I am trying to set up a model to predict a 8-label classification problem. Suppose the labels are ycat = ["a", "b", "c", "d", "e", "f", "g"]
and I have a sample set of labels to train & test on: ysample = ["a", "a", "g", "d", ...]
.
I was told I should build a onehot-form of the labels, if I want to build a classification model.
ycat_len = length(ycat)
output = Flux.onehotbatch(ysample, ycat)
I am aware that this question has a near duplicate in How to use crossentropy in a multi-class classification Flux.jl neural network?. However, the ŷ
in that question seems to be a 1-D array, while it is a 2-D matrix in my case:
> output
8×5000 Flux.OneHotMatrix{Array{Flux.OneHotVector,1}}:
0 0 0 0 0 0 0 0 0 0 0 0 0 … 0 0 0 0 0 0 0 0 0 0 0 0
1 0 0 0 0 0 1 0 0 0 1 0 0 1 0 0 0 0 0 0 0 0 1 1 0
0 0 0 0 1 0 0 0 0 0 0 0 0 0 0 0 0 0 1 0 0 0 0 0 0
0 0 0 0 0 0 0 0 0 0 0 0 0 0 1 0 0 0 0 0 0 0 0 0 0
0 1 0 0 0 0 0 0 0 1 0 1 0 0 0 0 1 0 0 1 1 0 0 0 1
0 0 1 1 0 0 0 1 0 0 0 0 1 … 0 0 1 0 0 0 0 0 1 0 0 0
0 0 0 0 0 0 0 0 0 0 0 0 0 0 0 0 0 0 0 0 0 0 0 0 0
0 0 0 0 0 1 0 0 1 0 0 0 0 0 0 0 0 1 0 0 0 0 0 0 0
While my input has the form
> input
1×5000 Array{FeaturedGraph{SimpleWeightedGraph{Int64,Float32},Array{Float32,2}},2}:
Using the following setup has resulted in catastrophically low accuracy rates, much worse than guessing labels at random.
using Flux
using Flux: @epochs
train_input = input[1:num_train];
train_output = output[:, 1:num_train];
train_data = zip(train_input, train_output);
model = Chain(CNConv(num_features=>atom_fea_len),
[CNConv(atom_fea_len=>atom_fea_len) for i in 1:num_conv-1]...,
CNMeanPool(crys_fea_len, 0.1),
[Dense(crys_fea_len, crys_fea_len, softplus) for i in 1:num_hidden_layers-1]...,
Dense(crys_fea_len, ycat_len), softmax);
loss_kl(x, y) = Flux.kldivergence(model(x), y)

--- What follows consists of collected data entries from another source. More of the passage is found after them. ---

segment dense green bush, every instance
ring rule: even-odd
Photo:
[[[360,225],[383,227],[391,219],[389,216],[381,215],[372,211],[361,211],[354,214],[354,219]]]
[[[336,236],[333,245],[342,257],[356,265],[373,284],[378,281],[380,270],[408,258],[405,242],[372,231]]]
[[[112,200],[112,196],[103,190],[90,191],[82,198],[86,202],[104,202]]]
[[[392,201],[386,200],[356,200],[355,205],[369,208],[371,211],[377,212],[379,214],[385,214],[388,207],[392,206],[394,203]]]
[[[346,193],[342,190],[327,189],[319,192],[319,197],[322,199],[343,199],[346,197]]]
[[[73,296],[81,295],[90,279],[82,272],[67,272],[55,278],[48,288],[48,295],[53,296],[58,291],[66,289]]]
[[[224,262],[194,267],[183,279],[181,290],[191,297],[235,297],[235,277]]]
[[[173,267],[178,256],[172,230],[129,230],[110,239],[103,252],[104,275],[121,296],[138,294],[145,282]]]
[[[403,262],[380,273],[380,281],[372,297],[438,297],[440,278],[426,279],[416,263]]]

evalcb() = @show(mean(loss_kl.(test_input, test_output)))
opt = ADAM(0.01)
@epochs num_epochs Flux.train!(loss_kl, params(model), train_data, opt, cb=Flux.throttle(evalcb, 5))
A minor dig into the causes of this bad performance reveals, that the loss function is outputting a single value rather than a 1x5000 matrix. In other words, rather than having a loss function value for every element in our training set, we get a single condensed value which has no practical meaning. How can I fix this?